谢珩抬起头,淡淡看向钱氏:“不是所有的道歉都能换来原谅,同样,要不要原谅你是别人的事,你没有资格要求别人原谅!”
“谢珩,你也是读书人……”
“所以我明事理,知道什么该做什么不该做,我可以选择原谅,也能选择追究到底。不过今天,我选的是后者。”
“你……”
“谢珩,你还有没有一点同情心了?我们家就子明一个孩子,你这是要我们断子绝孙吗?”
“谢珩你的圣贤书都读到狗肚子里去了是不是?得饶人处且饶人不知道吗?”
“做人留一线日后好相见,若是哪天我们家子明中举,你不要后悔得罪他!”
……
牛子明的家人十分激动。
谢珩淡淡一笑:“是吗?那就等到那时再后悔。此时此刻,我心中所想,不过是为我那可怜的弟弟讨回公道而已。”
钱氏见谢珩不像是在吓唬他们的样子,心中更慌。
牛子明绝望地道:“你们到底要怎么样才肯让这件事翻篇?我已经道歉了,也照着赵楚楚说的话做,你们出尔反尔,小心天打雷劈!”

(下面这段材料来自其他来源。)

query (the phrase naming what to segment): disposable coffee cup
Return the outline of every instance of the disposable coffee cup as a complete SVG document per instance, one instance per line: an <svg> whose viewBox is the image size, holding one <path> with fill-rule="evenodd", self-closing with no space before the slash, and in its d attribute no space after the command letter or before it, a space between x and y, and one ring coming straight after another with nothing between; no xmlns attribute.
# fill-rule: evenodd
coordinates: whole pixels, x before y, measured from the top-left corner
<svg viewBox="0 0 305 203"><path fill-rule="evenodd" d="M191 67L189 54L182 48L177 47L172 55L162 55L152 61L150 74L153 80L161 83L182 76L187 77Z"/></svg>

“那自是要你受到应有的惩罚,这件事才算翻篇!你现在的样子跟没有呼吸的俊俊相比,就如同死人和活人的区别,你说,怎么能翻篇?”
“赵楚楚已经报复过我了!”
“那是她身为嫂子替小叔子出气,是她个人行为,我要做的,是一个兄长应尽的责任和义务,那就是爱护他、保护他!”
“你们……”
谢珩示意赵楚楚过来,将干布递给她,让她继续替谢俊擦头发。
他则抬脚走到牛子明面前,居高临下俯视着牛子明,那眼神,就如同看着蝼蚁一般,没有丝毫的怜悯:“天作孽犹可恕,自作孽,不、可、活!”